THE hierarchy of South Africa’s army has literally been on a feeding frenzy over the past financial year during which it gulped down more than R1,2 million of its already slimmed down budget.

The army’s top structure consumed three-course meals every time they got together for weekly or bi-weekly meetings.

The latest budget revealed that together the army council (comprising about 15 members), the army’s command council (about 35 members) and the accounting management council (between 10 and 15 members), all from Pretoria, consumed R1,213 million in the name of “entertainment”.

From time to time visitors or invited guests joined the feasts.

It appears that complete three-course meals are dished up during the meetings.
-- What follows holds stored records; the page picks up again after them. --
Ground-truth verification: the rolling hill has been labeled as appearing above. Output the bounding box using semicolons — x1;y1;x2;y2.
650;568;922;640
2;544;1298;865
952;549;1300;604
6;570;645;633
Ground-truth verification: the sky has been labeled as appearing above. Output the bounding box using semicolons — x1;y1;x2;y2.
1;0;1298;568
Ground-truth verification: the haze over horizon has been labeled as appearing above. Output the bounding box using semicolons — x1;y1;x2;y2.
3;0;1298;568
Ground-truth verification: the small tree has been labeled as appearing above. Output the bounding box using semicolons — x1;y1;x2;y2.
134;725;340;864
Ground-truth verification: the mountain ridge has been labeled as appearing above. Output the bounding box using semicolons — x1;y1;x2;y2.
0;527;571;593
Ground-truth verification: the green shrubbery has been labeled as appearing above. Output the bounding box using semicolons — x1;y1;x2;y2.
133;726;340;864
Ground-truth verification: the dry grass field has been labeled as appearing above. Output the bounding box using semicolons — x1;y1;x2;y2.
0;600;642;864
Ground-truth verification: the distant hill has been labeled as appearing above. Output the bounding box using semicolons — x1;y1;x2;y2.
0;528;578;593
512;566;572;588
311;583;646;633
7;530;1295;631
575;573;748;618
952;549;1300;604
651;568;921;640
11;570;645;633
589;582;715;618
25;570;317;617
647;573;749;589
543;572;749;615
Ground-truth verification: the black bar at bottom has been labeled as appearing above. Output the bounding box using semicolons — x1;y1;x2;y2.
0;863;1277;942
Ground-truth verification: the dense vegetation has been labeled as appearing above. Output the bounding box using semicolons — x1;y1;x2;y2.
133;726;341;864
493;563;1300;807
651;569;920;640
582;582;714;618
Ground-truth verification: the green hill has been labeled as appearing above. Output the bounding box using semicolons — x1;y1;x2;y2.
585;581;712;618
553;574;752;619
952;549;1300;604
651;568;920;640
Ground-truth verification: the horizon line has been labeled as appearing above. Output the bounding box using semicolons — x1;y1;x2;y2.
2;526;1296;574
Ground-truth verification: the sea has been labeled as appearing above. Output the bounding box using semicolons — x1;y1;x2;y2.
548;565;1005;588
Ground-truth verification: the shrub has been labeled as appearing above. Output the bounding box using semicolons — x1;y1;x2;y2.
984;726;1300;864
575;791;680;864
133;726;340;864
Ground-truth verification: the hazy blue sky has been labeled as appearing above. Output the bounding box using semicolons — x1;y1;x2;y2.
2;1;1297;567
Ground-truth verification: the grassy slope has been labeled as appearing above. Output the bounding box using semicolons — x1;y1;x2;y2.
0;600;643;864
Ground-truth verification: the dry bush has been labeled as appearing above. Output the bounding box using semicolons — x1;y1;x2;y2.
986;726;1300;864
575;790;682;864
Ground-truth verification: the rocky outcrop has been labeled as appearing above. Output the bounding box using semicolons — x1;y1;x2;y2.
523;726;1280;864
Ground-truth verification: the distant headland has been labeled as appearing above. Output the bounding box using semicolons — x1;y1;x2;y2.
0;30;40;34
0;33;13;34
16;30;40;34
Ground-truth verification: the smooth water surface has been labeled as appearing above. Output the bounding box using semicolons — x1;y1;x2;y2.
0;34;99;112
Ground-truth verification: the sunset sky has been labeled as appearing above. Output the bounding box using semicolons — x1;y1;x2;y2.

Add to that tea, coffee and other treats.

Insiders say that while it is true that the meetings take up most of the day, it has become necessary — in the light of the enormous cost savings that are taking place within the defence force — that the generals also tighten their belts.

One of the army’s two most active brigades, the 43 SA Brigade, has only spent a paltry R9 480 on entertainment during the same period.

The expenses of 46 SA Brigade totalled R88 104, the bulk of which had been used to pay for the food and drinks that were consumed by the military VIPs during the annual military exercises, Operation Seboka.

The infantry corps, which includes the majority of the army’s soldiers, has spent close to R700 000 for the year’s entertainment.

Insiders say that the R133 000 that the Mahikeng Municipality in the North West has reportedly spent on Nando’s every month, is small change compared to the army’s lunch bill.

They also say that the over- indulgence by the generals sends the wrong message to their subordinates, who have to assure that SA’s war machine still functions amidst financial cuts.

Armies such as that of Australia now serve the top structure cheaper wines rather than expensive imports.

Spending cuts have also forced the American defence force to cut down on the 234 golf courses that were under its command.

British Prime Minister David Cameron recently said that the defence force has to accept that it would have to give a full account for every pound it receives from taxpayers.

David Maynier, the DA’s defence spokesperson, said it is obvious that the army’s generals are not satisfied with a modest Nando’s meal.

“It is inappropriate if one takes into account that the defence budget has already been cut to the bone and that much of the defence force’s expertise has been lost as a result of that,” said Maynier.